Re: Thoughts on the LDS WG chartering discussion from Aidan Hogan on 2021-06-11 (semantic-web@w3.org from June 2021)

From: Aidan Hogan <aidhog@gmail.com>
Date: Fri, 11 Jun 2021 19:19:03 -0400
To: semantic-web@w3.org
Message-ID: <e0e13d06-7af2-4ef3-5fc3-25a5f103bd88@gmail.com>
Hi David,

On 2021-06-11 17:14, David Booth wrote:
> On 6/11/21 9:30 AM, Eric Prud'hommeaux wrote:
>> On Fri, Jun 11, 2021 at 10:08:56AM +0100, Dan Brickley wrote:
>>> . . .
>>> Should protein databank files be RDFized before they fall in scope of 
>>> this
>>> new WGs mission?
>>> https://en.wikipedia.org/wiki/Protein_Data_Bank_(file_format) - and 
>>> if so,
>>> why?
>>
>> RDF Signatures are for signing RDF structures. Without such a
>> mechanism, you have to sign the syntax of an RDF document, which means
>> you have to keep it around, serve it preferentially whenever anyone
>> asks for a particular graph. That's a biggish ask of a quad store. It
>> would also involve inventing some protocol to say "please dig up the
>> original serialization" and probably some other convention.

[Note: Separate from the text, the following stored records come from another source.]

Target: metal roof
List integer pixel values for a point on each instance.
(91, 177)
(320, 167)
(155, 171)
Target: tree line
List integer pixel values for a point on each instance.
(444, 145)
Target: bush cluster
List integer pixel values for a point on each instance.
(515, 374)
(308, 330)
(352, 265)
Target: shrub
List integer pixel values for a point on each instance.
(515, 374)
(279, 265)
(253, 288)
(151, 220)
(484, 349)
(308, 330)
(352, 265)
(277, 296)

In the
>> end, it would be brittle and most folks would consider it a crappy hack.
> 
> I think that is excellent justification (among other good reasons) for 
> standardizing a canonical N-Quads format, and I fully support a W3C 
> effort to do that.  But I think at least one part of the confusion and 
> concern is that the proposed canonicalization is framed as an *abstract* 
> RDF Dataset canonicalization.  I think that framing is causing two 
> problems:
> 
> 1. It creates the *perception* of a greatly increased attack surface, 
> from a security standpoint, because it bundles the canonicalization 
> algorithm with the cryptographic hash generation step, and claims to 
> produce a hash of the *abstract* RDF Dataset.  In reality, it does no 
> such thing: the hash is computed on a concrete, canonicalized N-Quads 
> serialization.  But it is understandable that people would look at it 
> and worry about what new security vulnerabilities it might create, given 
> this framing.
> 
> 2. It is misleading, because *any* RDF canonicalization algorithm is 
> fundamentally about serialization -- *not* the abstract RDF Dataset. The 
> proposed algorithm is really only abstract in the sense that it can be 
> used with a family of serializations.

I'm not sure I agree on these points.

1) The hash produced is, to me, a hash of the abstract RDF dataset, 
modulo isomorphism. If you put two isomorphic abstract RDF datasets in 
(whatever their serialisation), you get the same hash out. The fact that 
N-Quads might be used is an implementation detail. The hash could just 
as well be produced over an abstract set-based representation of the 
quads and still provide the guarantees mentioned by the explainer (which 
is what my implementation does; it does not serialise to N-Quads and 
then hash that string, but builds the hash in-memory over the set of 
quads). I know the explainer specifically mentions N-Quads, and maybe 
that's what will happen, but it is not a necessary part of the 
implementation nor a functional requirement of the algorithm.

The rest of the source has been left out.